The Climate Action Navigator (CAN) is HeiGIT’s interactive dashboard offering high-resolution data and key climate indicators, ranging from the quality and availability of mobility infrastructure to CO2 emissions from heating of residential buildings.
In this blog article, we will have a closer look at Land Use and Land Cover (LULC) Change Emissions. The LULC Change assessment tool provides high-resolution emission estimates for a custom time period at a spatial scale relevant to local climate-related policies and stakeholders.

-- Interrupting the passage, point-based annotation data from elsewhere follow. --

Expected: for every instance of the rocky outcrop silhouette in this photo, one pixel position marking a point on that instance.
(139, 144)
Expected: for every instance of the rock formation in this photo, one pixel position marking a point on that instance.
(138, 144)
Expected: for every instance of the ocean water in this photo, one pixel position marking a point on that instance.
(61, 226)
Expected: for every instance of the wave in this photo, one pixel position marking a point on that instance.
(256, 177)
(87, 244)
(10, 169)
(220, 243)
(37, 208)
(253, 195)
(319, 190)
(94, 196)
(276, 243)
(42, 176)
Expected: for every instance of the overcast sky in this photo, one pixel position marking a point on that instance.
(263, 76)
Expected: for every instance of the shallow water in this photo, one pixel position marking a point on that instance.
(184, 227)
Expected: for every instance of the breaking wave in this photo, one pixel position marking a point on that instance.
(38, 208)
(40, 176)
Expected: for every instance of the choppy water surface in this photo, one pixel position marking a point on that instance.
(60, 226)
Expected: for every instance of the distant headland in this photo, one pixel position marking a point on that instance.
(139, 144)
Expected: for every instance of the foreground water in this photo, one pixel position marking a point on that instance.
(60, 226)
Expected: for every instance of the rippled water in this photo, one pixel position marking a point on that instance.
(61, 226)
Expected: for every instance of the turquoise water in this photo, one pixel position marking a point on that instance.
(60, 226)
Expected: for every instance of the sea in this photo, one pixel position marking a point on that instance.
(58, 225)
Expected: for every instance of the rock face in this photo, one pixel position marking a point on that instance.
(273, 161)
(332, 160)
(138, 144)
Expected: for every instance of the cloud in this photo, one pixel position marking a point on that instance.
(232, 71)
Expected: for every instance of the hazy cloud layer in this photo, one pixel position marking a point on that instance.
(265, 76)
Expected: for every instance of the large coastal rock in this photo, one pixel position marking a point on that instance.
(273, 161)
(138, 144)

Why information on LULC change emissions is crucial for climate mitigation
LULC change has been identified as a significant driver of CO2 emissions. Therefore, having detailed spatial information about these changes is crucial for identifying where the largest emissions occur. For example, when land is converted for agriculture, infrastructure, or urban development, it can lead to significant carbon releases. Efforts to reduce these emissions, such as promoting more sustainable land management practices, can sometimes create competing demands on land. However, with thoughtful planning, it is possible to implement solutions that balance environmental and socioeconomic needs. To explicitly plan such measures, high-resolution spatial information is required.
The LULC Change assessment tool: more than a LULC map
This LULC Change assessment tool is more than just a LULC change map. In addition to mapping land cover changes, it provides high-resolution estimates of the emissions caused by those changes, offering deeper insights into environmental impact. Furthermore, it is more practical than many existing LULC maps, due to its higher spatial and temporal resolution and its interactive design. Users can select specific timestamps and regions, enabling targeted, detailed analysis that supports more informed decision making.
Information on LULC change emissions from the dashboard can be used in several impactful ways. First, it allows users to identify key areas where LULC changes are resulting in significant emissions. This helps prioritize regions that may require closer monitoring or immediate intervention.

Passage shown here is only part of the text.